Nur wenige Kilometer von meinem Wohnort entfernt gibt es ein Gebiet, das ich seit Anbeginn kenne wie meine Westentasche. Es ist der Egenhauser Kapf, eine Anhöhe am Rand des Schwarzwaldes, die seit 1969 als Naturschutzgebiet ausgewiesen ist. Auf ihren Muschelkalkböden wachsen seltene und vom Aussterben bedrohte Pflanzen wie Orchideen, Enziane und Silberdisteln. In diesen Corona- Zeiten ist das Gebiet bei schönem Wetter besonders überlaufen, aber die Menge verstreut sich bald wieder in der weiträumigen Fläche. Egenhauser Kapf
Gestern, am zweiten Weihnachtsfeiertag, unternahm ich zusammen mit meinem Sohn David und Dany, seiner Verlobten, eine größere Wanderung auf diesem Kapf. Das ist inzwischen eine Weihnachts-Tradition geworden.
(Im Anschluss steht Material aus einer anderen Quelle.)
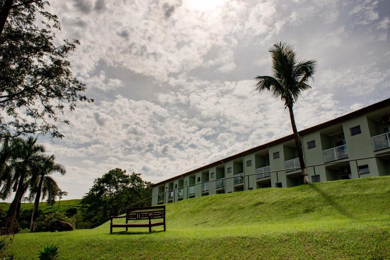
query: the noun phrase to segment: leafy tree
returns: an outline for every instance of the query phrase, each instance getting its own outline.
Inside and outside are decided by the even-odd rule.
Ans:
[[[50,200],[59,196],[59,191],[60,190],[55,180],[49,175],[55,172],[64,175],[66,172],[65,167],[55,163],[55,156],[54,155],[45,156],[40,163],[37,164],[35,170],[30,179],[30,198],[31,199],[35,198],[30,224],[30,231],[32,233],[34,231],[37,218],[36,213],[39,207],[39,200],[43,200],[47,197]]]
[[[314,60],[298,60],[294,47],[285,42],[274,44],[269,51],[272,59],[272,76],[256,77],[255,78],[258,81],[256,89],[260,93],[270,91],[274,97],[284,102],[285,107],[288,108],[303,182],[307,184],[309,183],[309,179],[292,107],[302,91],[311,88],[308,83],[310,79],[313,79],[317,62]]]
[[[128,174],[119,168],[110,170],[101,178],[95,179],[94,185],[83,197],[84,221],[94,227],[117,216],[121,209],[151,196],[151,183],[140,177],[141,173]],[[138,205],[149,205],[147,200]]]
[[[77,40],[56,43],[57,17],[45,11],[47,1],[0,0],[0,135],[29,133],[62,138],[57,125],[70,122],[62,115],[76,103],[94,102],[71,71],[67,60]],[[14,7],[9,9],[10,6]],[[43,21],[40,26],[37,17]]]

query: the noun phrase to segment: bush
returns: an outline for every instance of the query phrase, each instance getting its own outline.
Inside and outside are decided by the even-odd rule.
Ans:
[[[35,224],[35,230],[37,232],[45,232],[50,231],[54,232],[58,230],[58,221],[67,222],[72,224],[74,227],[74,222],[72,219],[69,218],[63,213],[59,212],[53,212],[48,214],[45,217],[37,219]]]

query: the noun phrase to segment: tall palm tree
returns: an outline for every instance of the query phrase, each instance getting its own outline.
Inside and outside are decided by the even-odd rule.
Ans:
[[[30,197],[30,199],[35,198],[30,224],[31,233],[34,231],[39,200],[43,200],[46,197],[49,200],[55,198],[60,190],[55,180],[49,175],[55,172],[63,175],[66,173],[65,168],[59,163],[55,163],[55,160],[54,154],[45,156],[41,162],[37,164],[31,179]]]
[[[45,151],[42,145],[37,143],[37,138],[32,136],[27,139],[19,138],[15,145],[15,159],[11,167],[13,169],[12,182],[15,197],[10,205],[7,214],[9,230],[13,229],[18,208],[21,203],[23,195],[27,191],[31,177],[31,170],[34,164],[42,159]]]
[[[274,44],[268,51],[271,53],[272,59],[272,76],[256,77],[255,79],[258,81],[256,89],[259,93],[264,90],[270,92],[274,97],[284,102],[285,107],[288,108],[303,183],[307,184],[309,178],[292,107],[302,91],[312,88],[308,83],[310,79],[314,79],[317,62],[314,60],[298,60],[294,47],[285,42],[280,42]]]

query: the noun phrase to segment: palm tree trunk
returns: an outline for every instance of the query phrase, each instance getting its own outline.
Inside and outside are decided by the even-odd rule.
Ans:
[[[35,200],[34,201],[34,207],[32,209],[32,213],[31,214],[31,222],[30,224],[30,232],[32,233],[34,232],[34,226],[35,226],[35,221],[37,219],[37,213],[38,212],[38,207],[39,206],[39,198],[41,198],[41,192],[42,188],[42,184],[43,183],[43,177],[41,177],[39,180],[39,184],[38,186],[38,190],[37,194],[35,195]]]
[[[303,160],[303,152],[302,150],[302,142],[298,135],[298,131],[296,129],[296,125],[295,124],[295,119],[294,116],[294,111],[292,111],[292,103],[287,104],[289,111],[290,112],[290,119],[291,121],[291,127],[292,127],[292,132],[294,133],[294,138],[295,140],[295,145],[298,153],[298,158],[299,158],[299,163],[301,165],[301,170],[302,170],[302,175],[303,176],[303,184],[307,184],[309,182],[309,178],[307,176],[307,170],[305,165],[305,161]]]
Wir sind schon zu dieser Zeit im Tiefschnee herumgestapft, haben uns Wind und Wetter ins Gesicht blasen lassen, den Schmetterling gemacht und sind immer wieder denselben oder andere, neue Wege gegangen.
Der verschneite Kapf im Jahr 2014
Ein Stück bergauf hinter der Klinik gibt es einen größeren Parkplatz, von dem aus man die Tour starten kann. Wir haben dann den traditionellen Weg gewählt. Man kann entweder durch die Heide nach oben gehen, aber das ist nur zu anderen Jahreszeiten wirklich reizvoll. Hier stehen nämlich im Frühling, im Sommer und im Herbst viele seltene Pflanzen. Wir sind die geteerte Straße hinaufgelaufen bis zu einem weiteren Parkplatz. Links sieht man einen verwitterten Gartenzaun. Dort unten steht ein altes Ausflugslokal, das bis vor etwa zehn Jahren noch bewirtschaftet war. Inhaber waren eine ältere Frau und ihr Sohn. Beide waren das, was man "Unikate" nennt. Es gab kleinere Speisen, Eis aus der Gefriertruhe, Kaffee und eine Terrasse, die von großen Volieren mit Wellensittichen umringt war. Die waren sogar im Winter draußen. Was bei einigen zum Kältetod führte. Auf der anderen Seite vom Parkplatz oben geht es zu einer zerklüfteten Steinbruchlandschaft. Er war ein Lieblingsspielplatz meines Sohnes, mit Höhlen, Klettersteigen und einer kleinen Ruine. Dort hatten wir kurz nach dem Atomunfall in Tschernobyl ein Feuer gemacht und gegrillt, ohne etwas vom radioaktiven Fallout zu wissen. In der Folge durfte man nur noch Gemüse und Salat aus Gewächshäusern essen. Einige werden diese Zeit noch kennen. Sie war nicht so einschneidend wie die jetzige Krise und auch nicht so sehr wie Fukushima.
Wenn man dem geteerten Weg weiter folgt, vorbei an einem christlichen Freizeitheim, über die Kreuzung hinweg, läuft man auf Walddorf zu. Rechts zwischen den mächtigen Kiefern stand diesmal ein geschmückter Weihnachtsbaum, Gruß eines lieben Menschen.
Walddorf liegt hübsch eingebettet inmitten von Obstwiesen. Vor Corona gab es meiner Erinnerung jedes Jahr Apfel- und Mostfeste.
Man kann, bei trockenem Wetter, einem Weg quer über die Felder bis zum Waldrand folgen. Dort beginnt neben einer Bank der Weg in den Wald. Wir sind weiter geradeaus gelaufen, links abgebogen und haben eine Abkürzung über die Wiese genommen, wo wir auf denselben Weg trafen. Kurzes Stück nach rechts, dann führt ein schmaler Pfad nach unten.
Beim Austritt aus dem Wald steht man oberhalb einer Heide und hat einen herrlichen Bick auf den Ort Egenhausen und die Ausläufer des Schwarzwalds. Beim Hinabgehen sieht man kleine Wacholderbüsche am Waldrand, die schon fast von den Bäumen erstickt worden sind. Bekanntlich halten Schafe die Heiden frei von der Baumvegetation, und wir haben auch schon oft Schafherden auf dem Kapf gesehen.
Unten geht es immer panoramamäßig auf Halbhöhe entlang, bis man nach insgesamt ca. zwei Stunden den Ausgangsparkpatz erreicht. Es war für uns nicht nur eine Wanderung mit Sonne und ein wenig Schnee inmitten regen-und matschreicher Tage, sondern auch eine zwischen den Zeiten.